The sadness in her eyes had been the sadness of a military wife, the warmth in her smile the warmth of a mother. The worst of it was that she knew she was beginning to forget what she looked like — little things at first, details becoming blurred and almost ghostly as she tried to remember them, and then bigger things. If she closed her eyes all sorts of faces blended in her memory, but each belonged to her mother at different points in her life, it was only when they came together that they fused into something that wasn’t quite right. That was the tragedy of time — it healed wounds because it took away the sharpness of memory. Things lost their definition. Faces lost their shape. But there was one constant: her voice. It was almost as though auditory memory was somehow more faithful. Sam remembered exactly how her mother’s voice sounded because it had never changed, never aged. It was the same the first time she heard it as it was the last.

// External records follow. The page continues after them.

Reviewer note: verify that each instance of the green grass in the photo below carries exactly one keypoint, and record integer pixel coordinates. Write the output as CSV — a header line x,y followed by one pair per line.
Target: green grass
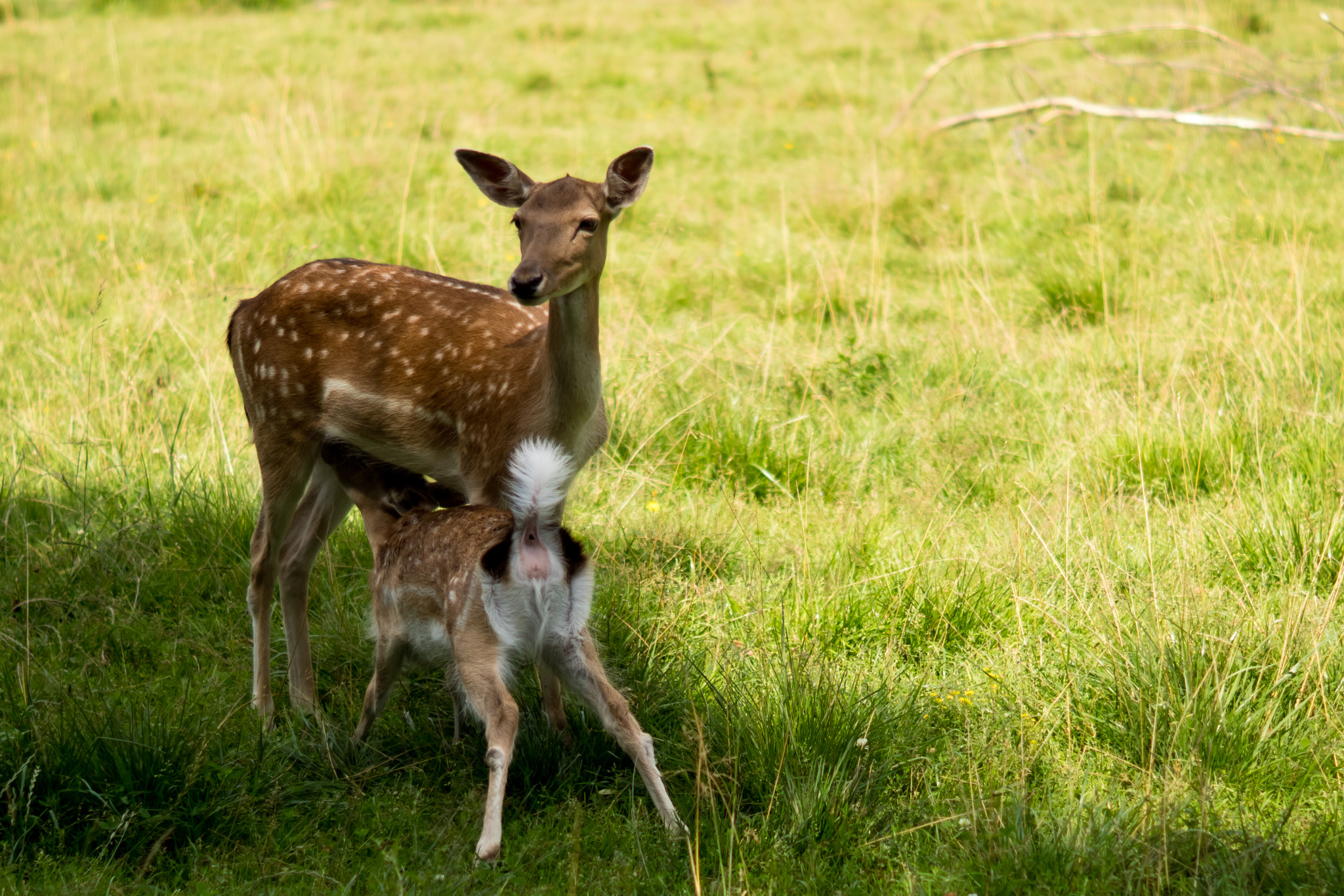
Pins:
x,y
972,518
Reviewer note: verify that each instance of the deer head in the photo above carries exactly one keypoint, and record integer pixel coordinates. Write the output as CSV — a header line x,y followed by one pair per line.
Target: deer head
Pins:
x,y
561,225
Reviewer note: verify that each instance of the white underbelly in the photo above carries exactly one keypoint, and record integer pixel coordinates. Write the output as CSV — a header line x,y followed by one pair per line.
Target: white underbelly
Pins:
x,y
441,464
428,644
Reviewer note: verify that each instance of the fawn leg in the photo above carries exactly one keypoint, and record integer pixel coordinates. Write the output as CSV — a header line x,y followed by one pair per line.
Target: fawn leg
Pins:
x,y
553,704
577,662
491,701
387,665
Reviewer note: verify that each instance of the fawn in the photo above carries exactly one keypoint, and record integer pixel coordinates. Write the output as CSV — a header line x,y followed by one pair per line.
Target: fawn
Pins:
x,y
483,590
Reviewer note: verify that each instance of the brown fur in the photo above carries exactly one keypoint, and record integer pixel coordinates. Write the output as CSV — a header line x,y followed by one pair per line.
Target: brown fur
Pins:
x,y
436,375
432,569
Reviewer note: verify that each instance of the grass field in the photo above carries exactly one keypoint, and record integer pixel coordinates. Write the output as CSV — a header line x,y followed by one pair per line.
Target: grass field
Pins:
x,y
972,519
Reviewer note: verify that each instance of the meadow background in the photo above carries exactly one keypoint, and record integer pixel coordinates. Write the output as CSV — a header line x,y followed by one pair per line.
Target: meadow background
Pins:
x,y
972,519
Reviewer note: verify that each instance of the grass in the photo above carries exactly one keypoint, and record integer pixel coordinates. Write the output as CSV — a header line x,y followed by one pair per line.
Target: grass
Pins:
x,y
971,520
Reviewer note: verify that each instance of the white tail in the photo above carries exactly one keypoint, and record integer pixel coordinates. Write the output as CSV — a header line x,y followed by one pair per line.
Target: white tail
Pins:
x,y
539,476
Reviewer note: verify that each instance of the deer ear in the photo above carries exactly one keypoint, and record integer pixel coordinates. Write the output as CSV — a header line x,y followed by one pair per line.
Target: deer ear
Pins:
x,y
627,178
499,179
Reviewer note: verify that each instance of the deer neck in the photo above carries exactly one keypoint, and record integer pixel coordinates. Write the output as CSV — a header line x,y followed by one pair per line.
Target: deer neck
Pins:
x,y
573,361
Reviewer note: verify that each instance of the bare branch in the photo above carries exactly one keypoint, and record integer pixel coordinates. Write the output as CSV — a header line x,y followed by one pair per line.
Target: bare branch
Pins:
x,y
1081,106
933,70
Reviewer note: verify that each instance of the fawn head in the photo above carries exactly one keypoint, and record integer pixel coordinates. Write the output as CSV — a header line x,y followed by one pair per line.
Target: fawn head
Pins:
x,y
561,225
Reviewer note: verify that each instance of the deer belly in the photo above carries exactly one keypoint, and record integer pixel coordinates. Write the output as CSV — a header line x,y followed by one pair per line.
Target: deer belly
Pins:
x,y
415,619
397,430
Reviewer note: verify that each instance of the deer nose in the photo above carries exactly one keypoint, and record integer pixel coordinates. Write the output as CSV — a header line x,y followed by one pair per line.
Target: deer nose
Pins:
x,y
524,288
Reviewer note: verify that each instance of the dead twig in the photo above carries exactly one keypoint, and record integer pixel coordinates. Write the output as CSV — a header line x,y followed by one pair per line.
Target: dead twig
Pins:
x,y
933,70
1082,106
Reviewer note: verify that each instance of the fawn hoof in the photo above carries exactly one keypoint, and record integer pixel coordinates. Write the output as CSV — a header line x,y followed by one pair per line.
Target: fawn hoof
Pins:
x,y
266,711
488,853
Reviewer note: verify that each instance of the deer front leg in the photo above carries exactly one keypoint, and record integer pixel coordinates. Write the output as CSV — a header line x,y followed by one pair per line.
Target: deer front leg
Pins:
x,y
553,704
284,473
323,508
577,662
492,702
387,665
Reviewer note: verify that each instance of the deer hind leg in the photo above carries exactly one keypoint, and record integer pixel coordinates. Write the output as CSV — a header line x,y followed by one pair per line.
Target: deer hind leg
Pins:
x,y
491,701
553,704
283,478
323,508
579,666
388,657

So when the Mujina had spoken to her in her mother’s voice,
it had been exactly as she remembered it. The face had been wrong, mixing the features of the young mother with the more careworn frown of the frustrated soccer mom waiting outside the strip mall for Jacob to come and pick her up. It was like looking at one of those curious morphed pictures of a face through the filter of age, gradually and subtly changing to appear older and older — until it just stopped aging.